Sans ambages, la Banque de la République d’Haïti dans sa nouvelle publication sur la question affirme que la dépendance d’une strate considérable de la population aux transferts sans contrepartie reflète la dégradation de la situation économique et sociopolitique du pays observée ces dernières années. Cette dépendance traduit aussi l’échec avec un E majuscule de nos élites à créer les conditions nécessaires pour empêcher cet exorde massif vers d’autres cieux de notre force de travail et aussi cette fuite de cerveaux vertigineuse. Les élites de ce pays ont échoué à créer des emplois décents et à instaurer un climat de stabilité apte à attirer des investissements directs étrangers et à favoriser le développement de l’industrie touristique par exemple, à l’instar de nos voisins de la région.
Principale source de devises de l’économie haïtienne, les transferts de la diaspora constituent une contribution économique indispensable pour des dépenses liées à la consommation, l’éducation, le logement et la santé. À défaut d’être canalisés dans des secteurs d’activités porteurs et créateurs de richesses. Englué dans une instabilité sociopolitique chronique et une insécurité généralisée, le pays n’a pas su profiter pleinement de ces transferts qui ont connu une croissance importante à partir du début de la décennie 2000.
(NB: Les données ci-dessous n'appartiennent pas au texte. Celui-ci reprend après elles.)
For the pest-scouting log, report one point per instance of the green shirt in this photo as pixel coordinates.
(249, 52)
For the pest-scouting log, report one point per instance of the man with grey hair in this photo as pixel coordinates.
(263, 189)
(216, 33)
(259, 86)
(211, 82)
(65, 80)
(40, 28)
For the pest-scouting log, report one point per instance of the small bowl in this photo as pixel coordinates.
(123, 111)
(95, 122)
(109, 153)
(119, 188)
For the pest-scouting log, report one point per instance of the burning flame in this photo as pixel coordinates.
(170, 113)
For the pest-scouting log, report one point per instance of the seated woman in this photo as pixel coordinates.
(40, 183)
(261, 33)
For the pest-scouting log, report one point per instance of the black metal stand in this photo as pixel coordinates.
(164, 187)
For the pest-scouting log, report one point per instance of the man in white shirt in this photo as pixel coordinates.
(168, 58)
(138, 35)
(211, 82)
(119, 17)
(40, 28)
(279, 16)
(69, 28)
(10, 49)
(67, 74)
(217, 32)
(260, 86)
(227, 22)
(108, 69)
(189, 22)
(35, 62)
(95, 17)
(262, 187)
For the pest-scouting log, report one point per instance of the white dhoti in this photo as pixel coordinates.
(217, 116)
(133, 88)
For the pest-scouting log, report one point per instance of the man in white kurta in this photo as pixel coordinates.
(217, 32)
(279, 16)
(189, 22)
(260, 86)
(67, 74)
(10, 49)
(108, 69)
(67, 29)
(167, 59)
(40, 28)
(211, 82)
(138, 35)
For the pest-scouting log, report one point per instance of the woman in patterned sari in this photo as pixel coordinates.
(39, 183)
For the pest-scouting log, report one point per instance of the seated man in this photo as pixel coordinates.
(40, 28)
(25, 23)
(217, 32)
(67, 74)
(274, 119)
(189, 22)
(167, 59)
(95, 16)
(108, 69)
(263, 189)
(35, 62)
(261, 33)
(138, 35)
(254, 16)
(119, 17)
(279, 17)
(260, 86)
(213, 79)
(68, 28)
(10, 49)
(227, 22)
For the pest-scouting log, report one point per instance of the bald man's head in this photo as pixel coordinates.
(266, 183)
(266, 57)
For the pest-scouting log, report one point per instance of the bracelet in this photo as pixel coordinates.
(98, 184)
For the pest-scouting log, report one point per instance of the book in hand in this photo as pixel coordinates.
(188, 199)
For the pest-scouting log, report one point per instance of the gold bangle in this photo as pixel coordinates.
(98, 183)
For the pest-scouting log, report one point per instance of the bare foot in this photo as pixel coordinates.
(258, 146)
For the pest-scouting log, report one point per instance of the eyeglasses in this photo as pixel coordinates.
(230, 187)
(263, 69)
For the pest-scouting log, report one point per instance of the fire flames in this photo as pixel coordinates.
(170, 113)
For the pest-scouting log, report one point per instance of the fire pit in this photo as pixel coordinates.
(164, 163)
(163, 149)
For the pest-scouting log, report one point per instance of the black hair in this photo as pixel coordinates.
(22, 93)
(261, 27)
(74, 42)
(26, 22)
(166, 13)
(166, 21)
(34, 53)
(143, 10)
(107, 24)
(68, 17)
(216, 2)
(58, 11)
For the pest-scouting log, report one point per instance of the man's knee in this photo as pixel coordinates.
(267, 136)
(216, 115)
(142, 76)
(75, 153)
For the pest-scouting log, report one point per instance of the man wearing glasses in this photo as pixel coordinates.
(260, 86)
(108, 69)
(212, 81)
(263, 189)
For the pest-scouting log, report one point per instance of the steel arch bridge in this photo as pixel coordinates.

En attendant une meilleure redirection de ces flux, il n’est pas vain de rappeler que les montants reçus par Haïti sont supérieurs aux transferts publics, aux flux d’investissements directs et aux exportations. Ils impactent favorablement le solde courant de la balance des paiements en atténuant l’effet du déficit commercial.
Plus d’un siècle après sa parution, l’ouvrage du Dr Jean Price Mars, la vocation de l’élite, est plus que jamais d’actualité. Haïti doit faire mieux et peut faire mieux de cette manne qui, après tout, n’est pas intarissable. Une chose est sûre: Haïti n’y arrivera pas sans une implication effective de ses élites.